NuMeTriS provides solvers for the binary models DBCM and RBCM, and the conditional weighted models CReMa and CRWCM.
All of these models are explained in [[1](https://www.nature.com/articles/s41598-024-53655-3)].
The use of DBCM and CReMa enable the user to explicitly constrain network properties based on direction, such as out-degree, in-degree (binary) and out-strength and in-strength (weighted).
In contrast, the use of RBCM and CRWCM enable the user to constrain network properties based on both direction and reciprocity, such as the reciprocated and non-reciprocated degrees and the reciprocated and non-reciprocated strengths.
Moreover, after solving the models it is possible to generate the related ensembles and compute triadic occurrences, the arithmetic mean of the weights on triadic structures (average fluxes) and their geometric mean (intensities). While triadic occurrences and fluxes are explained in [[1](https://www.nature.com/articles/s41598-024-53655-3)], the triadic intensity is the geometric mean of the weights in triadic structures, as explained in [[2](https://journals.aps.org/pre/abstract/10.1103/PhysRevE.71.065103)] but here defined for all 13 sub-graphs.
To explore Maximum-Entropy modeling on networks, checkout [Maximum Entropy Hub](https://meh.imtlucca.it/).
When using the module for your scientific research please consider citing:
```
@article{divece2024commodityspecific,
title={Commodity-specific triads in the Dutch inter-industry production network},
author={Marzio Di Vece and Frank P. Pijpers and Diego Garlaschelli},
year={2024},
eprint={2305.12179},
journal = {Scientific Reports},
number={14},
pages = {3625}
}
```
#### Contents
- [NuMeTriS: NUll ModEls for TRIadic Structures](#dygys-dyadic-gravity-regression-models-with-soft-constraints)
- [Contents](#contents)
- [Currently Available Models](#currently-available-models)
- [Installation](#installation)
- [Dependencies](#dependencies)
- [How-to Guidelines](#how-to-guidelines)
- [Class Instance and Empirical Network Statistics](#class-instance-and-empirical-network-statistics)
- [Solving the models](#solving-the-models)
- [Numerically Computing z-scores and significance profiles](#numerically-computing-z-scores-and-significance-profiles)
- [Documentation](#documentation)
- [Credits](#credits)
## Currently Available Models
NuMeTriS contains models for triadic motif detection on network data for continuous-valued semi-definite positive weights.
The available models are:
* **DBCM** *Directed Binary Configuration Model*
* **RBCM** *Reciprocated Binary Configuration Model*
* **DBCM+CReMa** *Mixture model of Directed Binary Configuration Model and Conditional Reconstruction Method A*
* **RBCM+CRWCM** *Mixture model of Reciprocated Binary Configuration Model and Conditionally Reciprocal Configuration Model*
Please refer to the paper for further details.
## Installation
NuMeTriS can be installed via [pip](https://pypi.org/project/NuMeTriS/). You can do it from your terminal
```
$ pip install NuMeTriS
```
If you already installed the package and want to upgrade it,
you can type from your terminal:
```
$ pip install NuMeTriS --upgrade
```
## Dependencies
NuMeTris uses the following dependencies:
* **scipy** for optimization and root solving of some of the models;
* **numba** for fast computation of network statistics and criterion functions.
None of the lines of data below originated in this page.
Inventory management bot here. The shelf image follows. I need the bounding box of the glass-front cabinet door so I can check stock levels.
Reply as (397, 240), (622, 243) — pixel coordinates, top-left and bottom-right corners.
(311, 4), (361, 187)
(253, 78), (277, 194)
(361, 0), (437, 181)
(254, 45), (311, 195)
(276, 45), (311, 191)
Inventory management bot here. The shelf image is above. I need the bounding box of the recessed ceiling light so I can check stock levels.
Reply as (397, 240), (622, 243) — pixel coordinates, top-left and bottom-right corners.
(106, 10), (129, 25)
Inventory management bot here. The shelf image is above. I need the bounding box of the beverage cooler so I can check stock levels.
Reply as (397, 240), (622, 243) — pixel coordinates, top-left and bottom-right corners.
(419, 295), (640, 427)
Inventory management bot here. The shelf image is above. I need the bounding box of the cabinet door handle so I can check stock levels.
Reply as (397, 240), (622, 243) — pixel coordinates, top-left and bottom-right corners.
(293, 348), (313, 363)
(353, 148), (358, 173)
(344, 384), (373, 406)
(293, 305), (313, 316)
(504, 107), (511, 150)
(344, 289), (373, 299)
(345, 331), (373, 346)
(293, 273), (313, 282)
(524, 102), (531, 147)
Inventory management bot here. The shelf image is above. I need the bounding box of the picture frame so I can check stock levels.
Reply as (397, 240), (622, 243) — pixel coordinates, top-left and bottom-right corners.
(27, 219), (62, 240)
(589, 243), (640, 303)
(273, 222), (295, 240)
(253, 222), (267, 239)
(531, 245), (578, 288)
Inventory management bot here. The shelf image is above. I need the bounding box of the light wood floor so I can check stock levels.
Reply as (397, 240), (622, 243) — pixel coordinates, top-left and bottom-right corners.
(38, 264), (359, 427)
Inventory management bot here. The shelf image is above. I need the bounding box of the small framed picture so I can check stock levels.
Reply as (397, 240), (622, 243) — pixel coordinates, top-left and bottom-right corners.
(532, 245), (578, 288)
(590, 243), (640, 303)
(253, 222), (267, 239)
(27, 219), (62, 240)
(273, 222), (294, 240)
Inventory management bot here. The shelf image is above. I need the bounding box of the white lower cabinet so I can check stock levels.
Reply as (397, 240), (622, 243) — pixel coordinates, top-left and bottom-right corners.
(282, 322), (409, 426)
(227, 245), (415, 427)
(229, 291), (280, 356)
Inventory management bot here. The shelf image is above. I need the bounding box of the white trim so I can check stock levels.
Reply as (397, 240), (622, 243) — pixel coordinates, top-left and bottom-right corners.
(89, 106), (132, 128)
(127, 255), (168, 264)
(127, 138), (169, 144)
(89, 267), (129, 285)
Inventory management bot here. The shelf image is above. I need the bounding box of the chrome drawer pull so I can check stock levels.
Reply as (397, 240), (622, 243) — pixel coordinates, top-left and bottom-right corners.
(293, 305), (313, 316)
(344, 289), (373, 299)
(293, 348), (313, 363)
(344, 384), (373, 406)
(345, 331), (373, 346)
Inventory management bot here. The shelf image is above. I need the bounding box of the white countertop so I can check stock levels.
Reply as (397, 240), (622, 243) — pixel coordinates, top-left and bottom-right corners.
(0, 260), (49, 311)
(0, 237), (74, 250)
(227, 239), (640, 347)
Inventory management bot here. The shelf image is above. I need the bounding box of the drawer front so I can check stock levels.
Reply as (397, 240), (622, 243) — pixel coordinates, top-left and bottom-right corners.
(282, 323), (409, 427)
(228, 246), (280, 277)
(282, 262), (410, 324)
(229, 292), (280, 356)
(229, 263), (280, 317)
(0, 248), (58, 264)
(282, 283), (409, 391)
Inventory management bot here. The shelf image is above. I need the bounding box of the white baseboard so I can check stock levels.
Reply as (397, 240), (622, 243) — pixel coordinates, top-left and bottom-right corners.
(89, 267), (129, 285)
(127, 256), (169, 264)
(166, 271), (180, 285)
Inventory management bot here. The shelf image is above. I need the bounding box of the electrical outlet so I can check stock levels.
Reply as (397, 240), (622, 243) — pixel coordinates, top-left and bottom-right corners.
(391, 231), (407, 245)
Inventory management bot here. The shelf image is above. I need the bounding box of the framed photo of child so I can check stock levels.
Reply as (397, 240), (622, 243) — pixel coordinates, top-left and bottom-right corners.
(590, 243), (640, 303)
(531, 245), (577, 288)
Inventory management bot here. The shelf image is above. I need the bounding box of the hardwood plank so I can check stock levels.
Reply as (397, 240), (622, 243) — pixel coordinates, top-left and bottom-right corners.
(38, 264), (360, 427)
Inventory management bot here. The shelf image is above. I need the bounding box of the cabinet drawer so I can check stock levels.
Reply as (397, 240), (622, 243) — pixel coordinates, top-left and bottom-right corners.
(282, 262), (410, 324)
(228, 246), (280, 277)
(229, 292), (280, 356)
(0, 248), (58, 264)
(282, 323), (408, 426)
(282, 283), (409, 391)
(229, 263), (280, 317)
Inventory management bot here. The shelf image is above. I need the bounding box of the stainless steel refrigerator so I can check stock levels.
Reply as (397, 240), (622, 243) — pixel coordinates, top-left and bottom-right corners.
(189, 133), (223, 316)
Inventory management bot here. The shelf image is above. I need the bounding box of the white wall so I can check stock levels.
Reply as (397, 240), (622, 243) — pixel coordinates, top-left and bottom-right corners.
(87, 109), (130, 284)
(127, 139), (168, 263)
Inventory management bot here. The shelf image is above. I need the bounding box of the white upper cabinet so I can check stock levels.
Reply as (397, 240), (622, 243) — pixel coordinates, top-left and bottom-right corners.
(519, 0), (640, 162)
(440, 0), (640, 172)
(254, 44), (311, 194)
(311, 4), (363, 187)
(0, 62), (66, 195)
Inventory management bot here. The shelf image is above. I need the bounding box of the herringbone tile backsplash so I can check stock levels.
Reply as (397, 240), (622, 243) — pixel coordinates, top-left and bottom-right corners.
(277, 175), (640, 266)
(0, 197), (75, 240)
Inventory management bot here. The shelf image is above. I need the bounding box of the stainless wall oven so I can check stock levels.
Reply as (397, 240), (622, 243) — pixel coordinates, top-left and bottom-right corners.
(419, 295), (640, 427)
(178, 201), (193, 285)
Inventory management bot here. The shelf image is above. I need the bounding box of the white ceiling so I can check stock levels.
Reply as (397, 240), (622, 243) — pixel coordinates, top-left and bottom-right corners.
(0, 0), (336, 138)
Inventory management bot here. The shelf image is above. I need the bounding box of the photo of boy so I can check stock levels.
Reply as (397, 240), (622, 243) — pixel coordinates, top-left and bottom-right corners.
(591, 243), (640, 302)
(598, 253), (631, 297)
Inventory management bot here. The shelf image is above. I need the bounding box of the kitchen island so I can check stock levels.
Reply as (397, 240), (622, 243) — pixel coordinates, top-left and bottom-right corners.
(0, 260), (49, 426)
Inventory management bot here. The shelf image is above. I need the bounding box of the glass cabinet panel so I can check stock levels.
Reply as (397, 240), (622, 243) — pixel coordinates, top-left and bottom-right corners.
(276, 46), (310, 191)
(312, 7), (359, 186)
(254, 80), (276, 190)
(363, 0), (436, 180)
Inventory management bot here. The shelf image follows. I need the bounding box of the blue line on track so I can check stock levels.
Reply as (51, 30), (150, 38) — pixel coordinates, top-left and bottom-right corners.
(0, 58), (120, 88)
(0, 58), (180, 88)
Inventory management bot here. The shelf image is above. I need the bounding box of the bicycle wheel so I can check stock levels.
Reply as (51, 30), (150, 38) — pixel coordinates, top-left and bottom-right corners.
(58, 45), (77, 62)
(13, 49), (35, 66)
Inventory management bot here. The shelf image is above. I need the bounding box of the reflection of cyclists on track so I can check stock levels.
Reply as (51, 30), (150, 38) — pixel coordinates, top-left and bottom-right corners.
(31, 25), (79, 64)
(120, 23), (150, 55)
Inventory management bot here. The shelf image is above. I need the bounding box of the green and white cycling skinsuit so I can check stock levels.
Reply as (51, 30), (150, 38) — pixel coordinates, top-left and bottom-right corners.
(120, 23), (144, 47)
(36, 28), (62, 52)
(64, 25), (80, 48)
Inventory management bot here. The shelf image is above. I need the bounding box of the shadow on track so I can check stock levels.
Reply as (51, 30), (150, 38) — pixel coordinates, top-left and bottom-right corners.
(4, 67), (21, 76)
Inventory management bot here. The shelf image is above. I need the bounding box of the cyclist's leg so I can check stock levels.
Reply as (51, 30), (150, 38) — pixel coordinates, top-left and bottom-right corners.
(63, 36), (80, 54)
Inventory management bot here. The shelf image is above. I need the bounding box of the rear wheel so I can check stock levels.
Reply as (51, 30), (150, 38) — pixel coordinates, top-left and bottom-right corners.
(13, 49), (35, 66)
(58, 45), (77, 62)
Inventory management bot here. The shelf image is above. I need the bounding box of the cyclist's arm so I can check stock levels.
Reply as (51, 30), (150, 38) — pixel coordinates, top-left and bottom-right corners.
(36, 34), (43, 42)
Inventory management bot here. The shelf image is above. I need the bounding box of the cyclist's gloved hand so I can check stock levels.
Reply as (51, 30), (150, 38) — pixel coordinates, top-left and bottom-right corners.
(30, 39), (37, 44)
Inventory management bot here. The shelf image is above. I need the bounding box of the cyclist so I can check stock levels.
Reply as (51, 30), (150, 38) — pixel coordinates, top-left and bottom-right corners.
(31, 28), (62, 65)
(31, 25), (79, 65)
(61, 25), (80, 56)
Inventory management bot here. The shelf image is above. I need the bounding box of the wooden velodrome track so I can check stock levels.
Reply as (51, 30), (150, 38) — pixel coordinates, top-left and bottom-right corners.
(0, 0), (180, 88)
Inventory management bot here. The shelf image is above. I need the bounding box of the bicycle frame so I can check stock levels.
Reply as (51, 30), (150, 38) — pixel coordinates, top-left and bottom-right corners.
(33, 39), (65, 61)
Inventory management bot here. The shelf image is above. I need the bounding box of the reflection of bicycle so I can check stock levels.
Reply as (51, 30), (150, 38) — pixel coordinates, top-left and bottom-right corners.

* **matplotlib** in order to plot z-score profiles and significance profiles.
They can be easily installed via pip typing
$ pip install scipy
$ pip install numba
$ pip install matplotlib
## How-to Guidelines
The module containes the class Graph, initiated with a 2D weighted adjacency matrix, explaining the interactions present in the network data.
### Class Instance and Empirical Network Statistics
To inizialize a Graph instance you can type:
G = Graph(adjacency=Wij)
where Wij is the weighted adjacency matrix in 2-D numpy array format.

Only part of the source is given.